Table 5: Problem name, number of decision variables, number of black-box constraints, number of white-box constraints, type of objective function – black box (BB) or white box (WB) – and the best known feasible objective function value of each test problem.

Test problem	Number of	Number of	Number of	Type of	Best known feasible
Test problem	variables	BB constraints	WB constraints	Obj. function	obj. function value
GTCD4	4	0	1	BB	2964893.85
SR7	7	9	2	WB	2994.42
Hesse	6	3	3	WB	-310
HS21	2	1	0	WB	-99.96
HS23	2	3	2	WB	2

In Table 6, the results obtained with a budget of 100 black-box calls are presented. It can be seen that DEFT-FUNNEL was the only one to reach the global minimum in every problem, while GA had the best average-case and worst-case performances in general. We also notice that the three solvers had similar performances on HS21, attaining all the global minimum without much difficulty.

When comparing the black-box and grey-box results obtained by DEFT-FUNNEL on problems GTCD4 and SR7, it is evident that the available information from the white-box functions contributed to improve its performance.
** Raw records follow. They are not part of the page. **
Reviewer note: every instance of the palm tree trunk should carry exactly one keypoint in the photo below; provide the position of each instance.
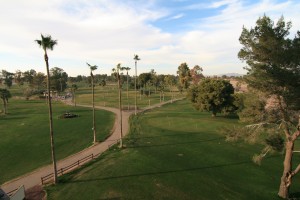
(51, 121)
(127, 92)
(120, 107)
(93, 103)
(135, 108)
(74, 99)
Not only the best objective function values on these problems were improved, allowing for reaching the global minimum on SR7, but also the average and worst ones. Since DEFT-FUNNEL had already attained the global minimum on Hesse in the black-box setting, the only expected improvement would be in the average and worst cases, which did not happen in our experiments. This is probably due to the fact that this a multimodal problem with 18 local minima, being a combination of 3 separable problems and having 1 global minimum. Therefore, even if information about the function is partially available, the problem remains very difficult to solve due to its nature.

Table 6: Experiments with grey-box problems with a budget of 100 black-box calls. For each solver, we show the best, the average and the worst objective function values obtained in 50 runs.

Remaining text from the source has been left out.